I bite back a growl. My brain is working overtime, cycling through options. But there’s really only one. I study Tess as best I can from here, as though committing her to memory. How will I explain that I’m leaving? Will she even care at this point? “I’ll be with them. And I will not hesitate to kick your ass if you show up. You may be my brother, but I will not let you bring that shit into their house. Not again.”
His rage seeps through the phone. Silent but so sharp I can feel it lancing my already frayed nerves.
“Whatever, man. You act like you’re so much better than me, but you’re just a prick who couldn’t keep his own wife satisfied at the end of the day. Mom and Dad ain’t much more proud of you than they are of me, huh?”
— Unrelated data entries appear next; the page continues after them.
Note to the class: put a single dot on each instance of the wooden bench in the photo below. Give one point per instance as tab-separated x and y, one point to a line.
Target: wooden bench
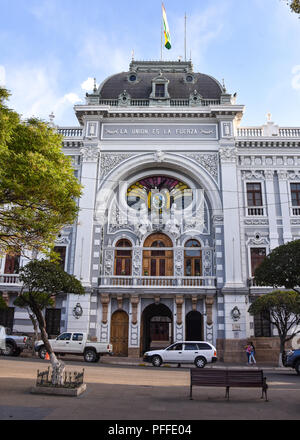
210	377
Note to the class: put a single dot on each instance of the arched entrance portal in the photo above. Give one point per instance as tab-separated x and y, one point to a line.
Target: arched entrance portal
119	333
156	329
194	326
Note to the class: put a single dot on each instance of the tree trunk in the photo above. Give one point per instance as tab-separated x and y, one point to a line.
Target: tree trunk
58	367
282	344
35	330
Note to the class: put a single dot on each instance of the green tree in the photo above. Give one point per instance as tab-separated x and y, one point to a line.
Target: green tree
294	5
38	189
2	303
282	309
281	267
42	282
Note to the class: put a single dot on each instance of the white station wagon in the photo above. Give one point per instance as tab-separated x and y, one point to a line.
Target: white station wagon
187	352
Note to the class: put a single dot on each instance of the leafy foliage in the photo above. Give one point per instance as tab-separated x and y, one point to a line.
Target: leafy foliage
42	280
283	310
38	189
281	267
2	303
295	6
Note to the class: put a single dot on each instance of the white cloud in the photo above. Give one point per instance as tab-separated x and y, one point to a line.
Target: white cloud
36	92
2	76
296	77
88	84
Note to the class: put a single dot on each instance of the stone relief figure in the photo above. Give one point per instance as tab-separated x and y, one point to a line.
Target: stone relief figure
173	225
144	224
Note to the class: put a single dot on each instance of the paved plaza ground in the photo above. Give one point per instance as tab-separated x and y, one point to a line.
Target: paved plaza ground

I close my eyes, shuttering off the world and the emotions his words invite all at once. “I’ll see you on Monday. Okay?”
His response is a guttural curse punctuated by the sound of the phone being slammed into the receiver. I’ve seen inmates do it a thousand times. Imagining my brother in their place has my skin crawling.
My phone lands on the covers with a muted thud. I follow suit, flopping face down into the white comforter. It does nothing to dull the ache now pressing at the backs of my eyes. I feel sick. Terrified. Guilty, for whatever fucking reason. But mostly I feel anxious. Because there’s no going back now. I have to face my parents, like it or not.